The sales decline has been particularly severe in Europe. Tesla sales fell 49% in the region during the first two months of 2025, despite growth in the broader electric car market.

Many analysts attribute this weakness to increased competition from other automakers. Tesla’s aging lineup of electric vehicles has struggled against newer competitors.

The company plans to build a more affordable vehicle this year, reportedly called the Model Q. This new model may help address some demand issues.

Elon’s Politics

However, many believe that weak demand is also tied to Elon Musk’s increasing involvement in politics. His outspoken views and work on the Department of Government Efficiency (DOGE) for the Trump administration have created controversy.

This political activity appears to be damaging the Tesla brand. It has reportedly alienated potential buyers and even led to vandalism at several Tesla dealerships and charging stations.

The situation prompted Musk to hold an all-hands meeting recently. He reassured employees and urged them not to sell their shares, highlighting the company’s innovations in AI, autonomous vehicles, and robotics.

However, his plea comes as several Tesla insiders have sold their stock. CFO Vaibhav Taneja, Director James Murdoch, and Musk’s brother Kimbal Musk have all sold shares worth millions in recent weeks.

These sales could reflect broader concerns about the business from management. They also seem to contradict Musk’s message to employees about holding their shares.

Robotaxi Plans

Despite these challenges, Tesla is pushing forward with its robotaxi plans. The company aims to launch an autonomous ride-sharing service in Austin, Texas this June.

This launch is critical as Tesla tries to catch up with Alphabet’s Waymo, which has been providing autonomous rides in several cities for years.

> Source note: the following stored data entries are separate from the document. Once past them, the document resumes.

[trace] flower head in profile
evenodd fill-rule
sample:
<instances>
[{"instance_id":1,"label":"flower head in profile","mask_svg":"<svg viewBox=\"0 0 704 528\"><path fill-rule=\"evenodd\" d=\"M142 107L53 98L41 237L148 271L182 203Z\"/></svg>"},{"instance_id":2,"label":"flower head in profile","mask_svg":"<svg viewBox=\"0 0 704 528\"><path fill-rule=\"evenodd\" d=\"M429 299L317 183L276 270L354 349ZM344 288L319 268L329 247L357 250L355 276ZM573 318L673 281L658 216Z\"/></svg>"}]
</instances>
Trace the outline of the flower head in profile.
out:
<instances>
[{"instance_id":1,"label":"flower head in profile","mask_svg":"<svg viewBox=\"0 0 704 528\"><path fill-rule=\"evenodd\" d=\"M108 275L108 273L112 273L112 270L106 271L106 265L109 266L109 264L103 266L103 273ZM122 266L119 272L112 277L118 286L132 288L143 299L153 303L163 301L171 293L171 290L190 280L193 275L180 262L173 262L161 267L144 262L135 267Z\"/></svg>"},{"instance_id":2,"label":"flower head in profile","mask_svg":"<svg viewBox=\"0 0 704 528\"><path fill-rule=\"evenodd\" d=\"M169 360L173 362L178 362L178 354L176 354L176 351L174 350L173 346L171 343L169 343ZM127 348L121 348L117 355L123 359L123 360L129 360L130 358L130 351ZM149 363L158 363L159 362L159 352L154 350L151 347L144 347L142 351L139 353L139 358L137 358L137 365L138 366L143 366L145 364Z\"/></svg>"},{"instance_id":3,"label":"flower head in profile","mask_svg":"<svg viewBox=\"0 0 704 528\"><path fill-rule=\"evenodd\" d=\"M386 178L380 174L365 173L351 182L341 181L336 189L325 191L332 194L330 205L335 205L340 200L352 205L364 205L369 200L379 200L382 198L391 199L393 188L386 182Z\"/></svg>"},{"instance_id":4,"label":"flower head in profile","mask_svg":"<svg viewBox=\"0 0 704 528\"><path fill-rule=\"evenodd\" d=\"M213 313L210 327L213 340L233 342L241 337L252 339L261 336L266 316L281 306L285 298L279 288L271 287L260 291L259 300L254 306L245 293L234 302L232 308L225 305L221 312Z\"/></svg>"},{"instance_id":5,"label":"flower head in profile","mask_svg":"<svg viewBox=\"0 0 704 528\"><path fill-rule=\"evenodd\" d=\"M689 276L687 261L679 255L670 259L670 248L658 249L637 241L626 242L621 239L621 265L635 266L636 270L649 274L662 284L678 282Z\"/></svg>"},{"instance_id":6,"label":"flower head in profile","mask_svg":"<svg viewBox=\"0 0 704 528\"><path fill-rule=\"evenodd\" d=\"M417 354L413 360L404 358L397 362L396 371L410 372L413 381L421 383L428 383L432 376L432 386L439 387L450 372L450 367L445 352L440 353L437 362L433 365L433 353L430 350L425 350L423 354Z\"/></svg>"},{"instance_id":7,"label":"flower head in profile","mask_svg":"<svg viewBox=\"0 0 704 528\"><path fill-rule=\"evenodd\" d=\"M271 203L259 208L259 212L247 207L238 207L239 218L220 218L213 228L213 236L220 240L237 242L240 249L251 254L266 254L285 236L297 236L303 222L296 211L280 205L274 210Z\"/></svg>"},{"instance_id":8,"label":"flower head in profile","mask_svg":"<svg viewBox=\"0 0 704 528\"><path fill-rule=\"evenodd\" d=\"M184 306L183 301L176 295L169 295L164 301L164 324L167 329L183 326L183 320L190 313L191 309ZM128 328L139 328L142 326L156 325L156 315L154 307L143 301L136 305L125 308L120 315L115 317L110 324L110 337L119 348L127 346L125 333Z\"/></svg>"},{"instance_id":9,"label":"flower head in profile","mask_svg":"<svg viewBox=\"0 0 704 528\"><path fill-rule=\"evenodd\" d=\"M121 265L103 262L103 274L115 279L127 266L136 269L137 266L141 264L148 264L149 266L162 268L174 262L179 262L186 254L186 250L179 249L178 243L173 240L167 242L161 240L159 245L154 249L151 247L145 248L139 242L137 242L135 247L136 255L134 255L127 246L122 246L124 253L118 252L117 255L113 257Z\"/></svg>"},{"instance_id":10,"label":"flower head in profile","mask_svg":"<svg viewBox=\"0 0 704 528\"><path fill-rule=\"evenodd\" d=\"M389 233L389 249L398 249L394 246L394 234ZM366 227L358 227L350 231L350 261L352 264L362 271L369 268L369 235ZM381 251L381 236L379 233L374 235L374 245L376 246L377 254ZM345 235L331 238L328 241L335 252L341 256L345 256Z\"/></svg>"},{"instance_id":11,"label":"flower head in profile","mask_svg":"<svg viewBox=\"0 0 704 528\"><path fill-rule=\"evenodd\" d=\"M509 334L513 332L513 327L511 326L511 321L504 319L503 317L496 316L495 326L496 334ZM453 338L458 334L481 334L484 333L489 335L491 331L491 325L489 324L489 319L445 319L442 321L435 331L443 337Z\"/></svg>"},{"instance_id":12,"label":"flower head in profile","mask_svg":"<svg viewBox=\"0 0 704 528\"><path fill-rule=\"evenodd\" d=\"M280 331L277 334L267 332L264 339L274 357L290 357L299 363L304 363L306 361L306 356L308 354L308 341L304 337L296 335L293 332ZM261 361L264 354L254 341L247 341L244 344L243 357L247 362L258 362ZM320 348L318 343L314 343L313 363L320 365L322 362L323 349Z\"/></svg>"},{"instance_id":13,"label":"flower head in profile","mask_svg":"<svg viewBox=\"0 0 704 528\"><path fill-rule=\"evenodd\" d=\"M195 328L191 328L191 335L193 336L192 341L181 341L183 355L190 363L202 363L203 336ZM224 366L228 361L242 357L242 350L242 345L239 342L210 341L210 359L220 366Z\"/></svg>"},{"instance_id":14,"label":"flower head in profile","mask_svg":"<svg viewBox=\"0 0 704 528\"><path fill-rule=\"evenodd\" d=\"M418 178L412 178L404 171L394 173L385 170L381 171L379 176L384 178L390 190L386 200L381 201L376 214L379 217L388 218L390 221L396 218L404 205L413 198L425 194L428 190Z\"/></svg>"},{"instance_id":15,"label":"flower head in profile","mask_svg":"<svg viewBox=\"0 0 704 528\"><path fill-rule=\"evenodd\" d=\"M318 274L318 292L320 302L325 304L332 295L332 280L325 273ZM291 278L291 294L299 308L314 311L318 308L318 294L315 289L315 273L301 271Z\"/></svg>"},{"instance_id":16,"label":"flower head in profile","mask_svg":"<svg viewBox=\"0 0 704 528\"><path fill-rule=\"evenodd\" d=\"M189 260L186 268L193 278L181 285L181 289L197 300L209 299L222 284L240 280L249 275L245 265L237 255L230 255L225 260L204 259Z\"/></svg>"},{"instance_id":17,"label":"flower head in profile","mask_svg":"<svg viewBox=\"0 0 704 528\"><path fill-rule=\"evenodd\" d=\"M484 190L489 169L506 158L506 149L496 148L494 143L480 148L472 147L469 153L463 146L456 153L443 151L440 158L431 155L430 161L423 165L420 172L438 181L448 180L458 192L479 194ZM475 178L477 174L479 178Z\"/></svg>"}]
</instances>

Tesla’s robotaxis use only computer vision, making them potentially less expensive and more scalable than Waymo’s vehicles. Waymo relies on lidar and radar in addition to cameras, requiring detailed mapping of streets before launching in new cities.

Analysts will get more clarity on Tesla’s situation when the company reports first-quarter deliveries on April 2. Estimates have been cut to 355,000 vehicles, representing a 15% drop in the first quarter.

This would fall well below Musk’s goal of 20-30% annual sales growth. Such a decline would likely confirm fears that the company is facing serious challenges.

Not all investors are pessimistic, however. Top investor Dhierin Bechai sees the current price as a potential buying opportunity based on historical valuation metrics.

Bechai notes that some of the sales decline may be due to consumers waiting for the new Model Y. He also points out that the EV slowdown appears to be industry-wide, not just affecting Tesla.

History provides some hope for Tesla shareholders. In the three previous instances when the stock fell more than 50%, shares not only recovered but returned an average of 446% in the year following the bottom of those declines.

The question remains whether this decline has reached its bottom. For Tesla to recover, the company likely needs to address its demand issues and successfully launch its robotaxi service.

Wall Street remains divided on Tesla’s prospects. With 14 Buy, 11 Hold, and 12 Sell ratings, the stock currently holds a consensus Hold rating, with a 12-month average price target implying a potential 24% upside.